You will still have to enforce the max change of 10 degrees rule, perhaps that should just make the cost function enormous if it is violated? Perhaps there is a cleaner way to specify sequence constraints in optimization algorithms (I don't know how).
I feel like if you can find the right optimization with the right parameters this should be able to simulate your problem.
You don't give us a lot of detail to work with, so I'll assume the following:
random numbers are to be drawn from [-127+theta +127-theta]
all random numbers will be drawn from a uniform distribution
all random numbers will be of type int8
Then, for the first 3 requirements, you can use this:
N = 1e4;
theta = 40;
diffVal = 10;
g = #() randi([intmin('int8')+theta intmax('int8')-theta], 'int8') + theta;
V = [g(); zeros(N-1,1, 'int8')];
for ii = 2:N
V(ii) = g();
while abs(V(ii)-V(ii-1)) >= diffVal
V(ii) = g();
end
end
inline the anonymous function for more speed.

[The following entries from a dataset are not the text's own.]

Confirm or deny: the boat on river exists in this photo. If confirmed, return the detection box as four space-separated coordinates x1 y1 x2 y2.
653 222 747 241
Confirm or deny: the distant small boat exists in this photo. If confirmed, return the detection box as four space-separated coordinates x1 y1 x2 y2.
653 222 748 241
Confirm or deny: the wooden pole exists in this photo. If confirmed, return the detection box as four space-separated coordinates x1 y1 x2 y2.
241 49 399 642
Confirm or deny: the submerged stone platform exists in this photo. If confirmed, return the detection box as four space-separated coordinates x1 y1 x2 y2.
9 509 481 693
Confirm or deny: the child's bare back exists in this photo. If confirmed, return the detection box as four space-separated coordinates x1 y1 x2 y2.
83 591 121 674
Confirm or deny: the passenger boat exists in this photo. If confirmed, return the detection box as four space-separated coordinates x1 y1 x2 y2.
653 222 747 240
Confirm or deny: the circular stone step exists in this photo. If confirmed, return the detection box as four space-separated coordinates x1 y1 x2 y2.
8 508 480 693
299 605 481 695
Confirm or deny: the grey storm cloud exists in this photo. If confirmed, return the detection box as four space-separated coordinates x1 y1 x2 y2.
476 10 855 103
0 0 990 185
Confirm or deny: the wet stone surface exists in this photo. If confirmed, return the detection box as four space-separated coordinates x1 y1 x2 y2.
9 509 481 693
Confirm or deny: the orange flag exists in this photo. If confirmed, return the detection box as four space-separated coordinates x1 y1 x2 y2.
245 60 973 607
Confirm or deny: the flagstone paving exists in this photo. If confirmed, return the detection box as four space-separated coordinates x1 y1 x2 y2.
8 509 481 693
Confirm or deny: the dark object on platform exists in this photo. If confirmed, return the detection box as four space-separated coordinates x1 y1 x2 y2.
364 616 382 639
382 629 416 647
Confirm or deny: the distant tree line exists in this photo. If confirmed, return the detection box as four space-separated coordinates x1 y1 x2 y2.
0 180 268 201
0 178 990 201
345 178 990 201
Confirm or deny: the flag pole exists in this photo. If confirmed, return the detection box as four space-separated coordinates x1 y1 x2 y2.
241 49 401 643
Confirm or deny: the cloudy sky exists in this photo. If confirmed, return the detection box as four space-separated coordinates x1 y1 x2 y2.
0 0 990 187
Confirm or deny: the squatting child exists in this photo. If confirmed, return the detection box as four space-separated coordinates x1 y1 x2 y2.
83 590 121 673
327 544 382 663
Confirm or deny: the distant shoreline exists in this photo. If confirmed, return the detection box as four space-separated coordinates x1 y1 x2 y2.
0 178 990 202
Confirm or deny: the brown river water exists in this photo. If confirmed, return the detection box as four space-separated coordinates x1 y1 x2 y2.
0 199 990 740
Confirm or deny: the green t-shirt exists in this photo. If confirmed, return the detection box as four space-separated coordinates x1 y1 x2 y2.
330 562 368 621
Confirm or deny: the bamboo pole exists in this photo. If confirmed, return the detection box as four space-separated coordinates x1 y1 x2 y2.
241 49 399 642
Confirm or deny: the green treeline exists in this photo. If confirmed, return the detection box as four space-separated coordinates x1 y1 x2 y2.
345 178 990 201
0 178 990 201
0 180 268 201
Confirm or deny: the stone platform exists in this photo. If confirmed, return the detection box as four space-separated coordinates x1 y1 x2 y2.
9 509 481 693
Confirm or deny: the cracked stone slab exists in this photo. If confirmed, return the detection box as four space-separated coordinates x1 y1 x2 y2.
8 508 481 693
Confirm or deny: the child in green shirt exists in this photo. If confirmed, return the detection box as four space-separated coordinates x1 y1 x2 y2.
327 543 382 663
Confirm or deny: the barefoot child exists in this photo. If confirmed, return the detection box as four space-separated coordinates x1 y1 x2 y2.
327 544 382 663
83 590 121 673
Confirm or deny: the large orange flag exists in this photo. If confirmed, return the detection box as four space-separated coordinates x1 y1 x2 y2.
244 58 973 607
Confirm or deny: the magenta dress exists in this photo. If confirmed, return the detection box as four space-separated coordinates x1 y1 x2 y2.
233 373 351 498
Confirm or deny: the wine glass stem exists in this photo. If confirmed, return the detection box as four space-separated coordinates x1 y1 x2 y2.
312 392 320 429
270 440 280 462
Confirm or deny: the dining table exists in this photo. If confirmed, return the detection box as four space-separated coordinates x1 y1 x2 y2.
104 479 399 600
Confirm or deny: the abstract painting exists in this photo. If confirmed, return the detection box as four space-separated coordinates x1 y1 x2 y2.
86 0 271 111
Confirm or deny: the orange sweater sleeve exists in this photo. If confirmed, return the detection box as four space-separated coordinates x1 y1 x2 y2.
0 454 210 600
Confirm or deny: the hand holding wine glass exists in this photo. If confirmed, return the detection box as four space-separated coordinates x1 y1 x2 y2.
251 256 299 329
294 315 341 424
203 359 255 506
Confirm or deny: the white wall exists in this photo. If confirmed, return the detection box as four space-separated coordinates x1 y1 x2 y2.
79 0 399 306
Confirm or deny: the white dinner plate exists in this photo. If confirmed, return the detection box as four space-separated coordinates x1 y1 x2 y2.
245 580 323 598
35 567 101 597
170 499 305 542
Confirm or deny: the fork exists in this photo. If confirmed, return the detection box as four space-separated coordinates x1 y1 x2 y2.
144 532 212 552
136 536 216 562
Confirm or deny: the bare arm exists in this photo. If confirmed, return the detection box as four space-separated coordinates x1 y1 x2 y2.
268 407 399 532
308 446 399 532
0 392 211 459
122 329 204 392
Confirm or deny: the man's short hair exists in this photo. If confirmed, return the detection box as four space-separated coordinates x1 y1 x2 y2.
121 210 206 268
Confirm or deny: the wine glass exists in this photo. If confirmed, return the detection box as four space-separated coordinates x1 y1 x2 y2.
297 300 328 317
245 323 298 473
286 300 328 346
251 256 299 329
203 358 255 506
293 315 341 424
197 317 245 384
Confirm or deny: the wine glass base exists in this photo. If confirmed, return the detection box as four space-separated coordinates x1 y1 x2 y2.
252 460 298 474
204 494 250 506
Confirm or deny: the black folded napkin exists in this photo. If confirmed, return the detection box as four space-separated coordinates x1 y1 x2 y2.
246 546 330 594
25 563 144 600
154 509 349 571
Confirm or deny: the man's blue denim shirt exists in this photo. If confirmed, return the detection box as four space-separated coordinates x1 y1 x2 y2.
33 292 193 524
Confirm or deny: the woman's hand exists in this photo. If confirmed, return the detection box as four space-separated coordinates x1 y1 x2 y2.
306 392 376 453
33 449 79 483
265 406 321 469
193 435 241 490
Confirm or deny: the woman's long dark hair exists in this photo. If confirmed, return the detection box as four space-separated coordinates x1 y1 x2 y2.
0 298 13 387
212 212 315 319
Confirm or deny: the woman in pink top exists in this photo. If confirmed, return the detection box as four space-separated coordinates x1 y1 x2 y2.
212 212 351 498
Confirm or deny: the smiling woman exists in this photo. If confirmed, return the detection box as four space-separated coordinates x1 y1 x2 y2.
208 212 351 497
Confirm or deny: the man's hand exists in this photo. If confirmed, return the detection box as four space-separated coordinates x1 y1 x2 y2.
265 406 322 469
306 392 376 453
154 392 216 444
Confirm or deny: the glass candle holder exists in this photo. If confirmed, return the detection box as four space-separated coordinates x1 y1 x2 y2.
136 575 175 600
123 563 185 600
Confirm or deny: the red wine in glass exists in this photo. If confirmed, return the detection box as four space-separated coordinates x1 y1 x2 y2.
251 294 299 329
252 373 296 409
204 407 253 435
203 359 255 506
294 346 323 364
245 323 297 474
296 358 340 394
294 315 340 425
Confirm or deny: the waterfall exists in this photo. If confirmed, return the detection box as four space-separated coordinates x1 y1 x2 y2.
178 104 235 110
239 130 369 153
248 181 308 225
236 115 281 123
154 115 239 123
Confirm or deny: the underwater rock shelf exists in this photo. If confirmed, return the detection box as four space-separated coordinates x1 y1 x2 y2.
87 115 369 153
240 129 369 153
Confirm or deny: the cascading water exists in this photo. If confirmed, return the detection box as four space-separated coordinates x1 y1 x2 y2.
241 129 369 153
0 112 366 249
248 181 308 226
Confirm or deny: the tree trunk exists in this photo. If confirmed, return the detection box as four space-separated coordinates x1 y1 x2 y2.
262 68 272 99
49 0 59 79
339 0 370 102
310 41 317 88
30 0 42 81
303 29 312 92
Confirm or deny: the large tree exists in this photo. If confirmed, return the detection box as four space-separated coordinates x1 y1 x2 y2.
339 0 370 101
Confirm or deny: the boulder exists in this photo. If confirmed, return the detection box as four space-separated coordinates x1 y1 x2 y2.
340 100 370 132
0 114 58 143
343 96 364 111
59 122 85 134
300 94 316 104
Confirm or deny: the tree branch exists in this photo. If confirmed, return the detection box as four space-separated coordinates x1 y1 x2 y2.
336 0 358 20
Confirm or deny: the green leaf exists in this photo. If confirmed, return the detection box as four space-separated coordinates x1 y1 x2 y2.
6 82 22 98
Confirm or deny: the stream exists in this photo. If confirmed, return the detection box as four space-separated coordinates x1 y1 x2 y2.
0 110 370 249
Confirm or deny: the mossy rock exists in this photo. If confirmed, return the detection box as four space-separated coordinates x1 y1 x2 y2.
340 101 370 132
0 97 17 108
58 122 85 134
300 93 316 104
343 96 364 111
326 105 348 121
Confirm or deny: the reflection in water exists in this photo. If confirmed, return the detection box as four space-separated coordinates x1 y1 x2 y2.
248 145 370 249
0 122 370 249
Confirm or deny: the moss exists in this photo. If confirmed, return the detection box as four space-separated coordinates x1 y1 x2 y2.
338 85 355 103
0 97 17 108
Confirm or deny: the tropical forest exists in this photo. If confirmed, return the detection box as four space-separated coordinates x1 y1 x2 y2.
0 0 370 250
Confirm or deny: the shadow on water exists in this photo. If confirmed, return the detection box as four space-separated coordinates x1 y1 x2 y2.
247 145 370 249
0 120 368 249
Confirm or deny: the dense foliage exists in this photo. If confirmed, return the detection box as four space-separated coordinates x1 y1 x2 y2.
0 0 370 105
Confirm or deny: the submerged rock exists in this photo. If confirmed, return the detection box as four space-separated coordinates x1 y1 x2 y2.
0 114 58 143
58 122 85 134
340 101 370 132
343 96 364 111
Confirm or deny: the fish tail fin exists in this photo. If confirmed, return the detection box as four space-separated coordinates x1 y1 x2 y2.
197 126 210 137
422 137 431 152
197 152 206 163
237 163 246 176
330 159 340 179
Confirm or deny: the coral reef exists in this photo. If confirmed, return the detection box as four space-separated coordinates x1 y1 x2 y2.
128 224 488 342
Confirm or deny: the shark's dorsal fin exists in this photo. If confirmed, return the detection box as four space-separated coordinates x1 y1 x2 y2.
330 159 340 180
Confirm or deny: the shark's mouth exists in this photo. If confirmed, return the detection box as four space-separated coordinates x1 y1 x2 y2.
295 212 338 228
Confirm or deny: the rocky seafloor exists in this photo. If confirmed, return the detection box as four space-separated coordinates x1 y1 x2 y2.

Now, the last requirement,
D == sum(L*cos(V-theta))
is a bit of a strange one...cos(V-theta) is a specific way to re-scale the data to the [-1 +1] interval, which the multiplication with L will then scale to [-L +L]. On first sight, you'd expect the sum to average out to 0.
However, the expected value of cos(x) when x is a random variable from a uniform distribution in [0 2*pi] is 2/pi (see here for example). Ignoring for the moment the fact that our limits are different from [0 2*pi], the expected value of sum(L*cos(V-theta)) would simply reduce to the constant value of 2*N*L/pi.
How you can force this to equal some other constant D is beyond me...can you perhaps elaborate on that a bit more?